Every year crooks and kleptocrats steal more than a trillion dollars from the world’s poorest countries and spend it on power, violence and bling. It is an epidemic of thievery and no one appears willing or able to do anything about it. In the circumstances, therefore, you may as well join in.

The purpose of this column is to guide you through a career in kleptocracy: how to get involved, how to avoid detection, and what to buy once you’ve made it.

In the era of Trump and Brexit, you’d be a fool not to take your fair advantage while you can. Follow our advice and soon a chunk of that trillion dollars can be yours.

No Ordinary Corruption

Before we begin the first lesson, it’s important to know that we’re not talking about ordinary corruption here, the standard act of a policeman extorting $10 from someone who’s committed an imaginary traffic offence. That kind of abuse of power has been around for as long as there has been power and, though it’s potentially lucrative, it’s not going to deliver you a bank balance with commas in it.

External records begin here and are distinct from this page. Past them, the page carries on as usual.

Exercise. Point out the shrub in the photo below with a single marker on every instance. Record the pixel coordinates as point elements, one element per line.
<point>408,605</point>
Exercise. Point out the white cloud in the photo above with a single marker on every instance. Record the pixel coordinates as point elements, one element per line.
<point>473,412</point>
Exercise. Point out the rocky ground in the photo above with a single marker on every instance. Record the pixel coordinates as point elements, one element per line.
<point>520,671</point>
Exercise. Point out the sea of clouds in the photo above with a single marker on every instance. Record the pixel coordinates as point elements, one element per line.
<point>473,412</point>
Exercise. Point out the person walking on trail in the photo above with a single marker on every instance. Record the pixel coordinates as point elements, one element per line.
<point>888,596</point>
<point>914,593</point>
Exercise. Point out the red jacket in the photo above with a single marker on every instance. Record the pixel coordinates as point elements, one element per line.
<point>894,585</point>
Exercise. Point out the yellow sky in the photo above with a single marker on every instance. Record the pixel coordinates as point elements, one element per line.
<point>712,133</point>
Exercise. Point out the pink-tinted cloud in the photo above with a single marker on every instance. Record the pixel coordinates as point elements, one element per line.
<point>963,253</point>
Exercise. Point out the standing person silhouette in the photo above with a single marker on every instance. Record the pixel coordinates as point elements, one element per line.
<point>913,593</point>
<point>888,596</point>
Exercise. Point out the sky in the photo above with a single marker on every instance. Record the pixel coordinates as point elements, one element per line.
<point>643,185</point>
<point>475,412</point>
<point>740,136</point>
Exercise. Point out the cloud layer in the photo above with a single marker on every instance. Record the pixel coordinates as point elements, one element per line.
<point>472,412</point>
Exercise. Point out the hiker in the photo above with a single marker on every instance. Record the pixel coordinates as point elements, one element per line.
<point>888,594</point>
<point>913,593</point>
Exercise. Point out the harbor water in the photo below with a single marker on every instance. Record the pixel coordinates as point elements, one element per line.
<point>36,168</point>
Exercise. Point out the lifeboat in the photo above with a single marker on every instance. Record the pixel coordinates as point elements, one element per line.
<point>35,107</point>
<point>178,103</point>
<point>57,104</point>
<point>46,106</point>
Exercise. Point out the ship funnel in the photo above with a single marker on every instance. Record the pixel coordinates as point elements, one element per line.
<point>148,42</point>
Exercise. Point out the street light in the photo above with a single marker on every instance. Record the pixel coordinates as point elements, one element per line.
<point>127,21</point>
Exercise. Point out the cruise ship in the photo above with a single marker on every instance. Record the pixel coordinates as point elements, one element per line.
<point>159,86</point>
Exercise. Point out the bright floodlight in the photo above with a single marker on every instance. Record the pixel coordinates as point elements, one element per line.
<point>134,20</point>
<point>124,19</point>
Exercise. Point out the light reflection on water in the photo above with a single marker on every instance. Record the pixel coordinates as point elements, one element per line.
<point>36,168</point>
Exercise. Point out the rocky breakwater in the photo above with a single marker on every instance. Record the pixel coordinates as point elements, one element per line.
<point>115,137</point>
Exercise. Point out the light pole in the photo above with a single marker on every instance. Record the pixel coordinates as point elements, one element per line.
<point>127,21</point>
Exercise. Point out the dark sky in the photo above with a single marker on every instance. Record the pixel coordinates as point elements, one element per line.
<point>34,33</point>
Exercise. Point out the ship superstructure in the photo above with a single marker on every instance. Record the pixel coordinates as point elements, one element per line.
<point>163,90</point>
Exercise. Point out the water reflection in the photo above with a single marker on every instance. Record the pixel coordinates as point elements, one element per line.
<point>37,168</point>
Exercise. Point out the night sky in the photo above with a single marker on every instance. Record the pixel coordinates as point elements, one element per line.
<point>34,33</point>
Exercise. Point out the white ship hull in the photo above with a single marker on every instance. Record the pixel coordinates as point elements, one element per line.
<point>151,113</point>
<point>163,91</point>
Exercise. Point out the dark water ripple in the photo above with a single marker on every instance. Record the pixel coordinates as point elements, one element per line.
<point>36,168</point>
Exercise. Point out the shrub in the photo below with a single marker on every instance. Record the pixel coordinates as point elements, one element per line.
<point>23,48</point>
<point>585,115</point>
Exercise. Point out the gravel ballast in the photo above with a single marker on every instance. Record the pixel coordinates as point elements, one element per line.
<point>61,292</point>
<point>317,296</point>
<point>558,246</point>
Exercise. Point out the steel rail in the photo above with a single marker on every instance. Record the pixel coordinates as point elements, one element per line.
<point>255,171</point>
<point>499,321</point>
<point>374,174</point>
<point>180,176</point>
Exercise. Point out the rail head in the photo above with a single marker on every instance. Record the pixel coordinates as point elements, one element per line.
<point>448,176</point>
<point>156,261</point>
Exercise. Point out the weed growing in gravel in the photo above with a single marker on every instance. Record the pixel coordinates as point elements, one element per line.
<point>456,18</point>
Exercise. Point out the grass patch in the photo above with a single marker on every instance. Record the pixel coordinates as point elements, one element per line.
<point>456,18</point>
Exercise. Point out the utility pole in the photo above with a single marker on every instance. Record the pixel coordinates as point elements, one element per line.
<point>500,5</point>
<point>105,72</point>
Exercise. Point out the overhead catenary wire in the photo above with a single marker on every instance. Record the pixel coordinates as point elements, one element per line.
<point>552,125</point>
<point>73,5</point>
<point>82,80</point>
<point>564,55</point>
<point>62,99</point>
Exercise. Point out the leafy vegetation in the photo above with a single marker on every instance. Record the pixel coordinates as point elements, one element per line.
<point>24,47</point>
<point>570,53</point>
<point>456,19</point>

True kleptocracy is a creation of globalisation; its hybrid vigour born of the intermarriage between autocracy and a globalised financial system. Autocrats have always been able to steal, but previously their theft was limited by the number of rooms they had to store their wealth in. Even the greediest miser eventually runs out of the inclination or capability to keep filling boxes with treasure.

True kleptocracy is a creation of globalisation; its hybrid vigour born of the intermarriage between autocracy and a globalised financial system.

Starting in the 1960s, corrupt politicians began to access the modern financial system. In collaboration with bankers, lawyers, accountants, and other professionals – all of whom were well used to the demands of Western tax dodgers — these politicians suddenly found that corruption could be limitless.

Some of these people remain legendary to this day: Sani Abacha or Nigeria, Ferdinand Marcos of the Philippines, Mobutu Sese Seko of Zaire. Even the most supposedly austere dictators like Augusto Pinochet couldn’t resist stashing a nest egg somewhere offshore.

It was easy for these men (and they were all men in the early days, the women only joined in later). The Cold War ensured that they could get away with what they wanted as long as they were ideologically sound, and they piled up huge fortunes by simple expedients like stealing all the money in the Central Bank.

It will, I’m afraid, be harder for you to steal your fortune now those golden days are gone.

Western banks are no longer willing to accept a dictator’s account and mark up his wealth as “self-made, as a result of position”, as Citibank did for Omar Bongo of Gabon. These day, central banks will insist on more than just a handwritten note before handing over the national currency reserves, and Western banks demand you at least pretend to justify the origins of your cash before opening an account.